In practice, however, proving telehealth’s benefits is tricky.
The National Health Service- which is hoping to slash the cost of caring for an ageing population, has tried to settle the question by backing the world’s largest trial of telecare.
The Whole System Demonstrator trial followed the progress of 1,500 people with three long term conditions in three different parts of England.
Preliminary results were excellent – the first “headline” results published last year seemed to show that patients using telehealth were 20% less likely to be admitted to hospital and 45% less likely to die than their counterparts in the control group.
Not surprisingly, the government embraced the new way of working.
The Department of Health said telehealth was the answer to the “confused, disjointed, fragmented mess” of today’s health and social care system and estimated that the widespread use of telehealth could save the NHS up to £1.2 billion over five years.
However, the latest detailed findings from the Whole System study paint a more complex picture. A study measuring the quality of life of people using telecare, reported in the British Medical Journal, finds that the technology had no measurable effect on feelings of well being.
“The findings suggest that claims for potentially salutary or deleterious effects of telehealth are unfounded for most patients.

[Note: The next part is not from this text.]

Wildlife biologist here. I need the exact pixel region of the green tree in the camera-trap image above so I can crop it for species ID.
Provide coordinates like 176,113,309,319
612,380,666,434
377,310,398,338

“Telehealth should not be introduced with the aim of improving quality of life or psychological outcomes.”
The researchers, led by Prof Stanton Newton of the School of Health Sciences, City University, London, noted that their conclusions “differ markedly” from those of most previous studies “which are typically interpreted as showing benefits despite presenting equivocal evidence”.
In other words, most studies of telehealth are designed by enthusiasts who are likely to draw positive conclusions even when the evidence may not be there to back it up.
This suggests that past studies of telehealth, usually of small pilot projects, should perhaps be treated with scepticism.
However this is not deterring the IT industry, which is ramping up a new generation of consumer devices to enable people to monitor their health – and relay data to their carers and relatives.
However, a big challenge is patient confidentiality – health data collected by people going about their daily lives is inherently less private than data collected in a one-to-one conversation with a clinician.
Regulators cannot even agree on definitions – for example where a freely sold health and fitness app becomes a medical device, and subject to regulation.
Undeterred by these questions – and an unhappy track record computerising healthcare – the UK’s NHS seems set on a technology-led future.
The good news – so far – from the Whole System trial is that telehealth does not seem to do any harm. But whether that finding can justify the claims made for telehealth is another matter.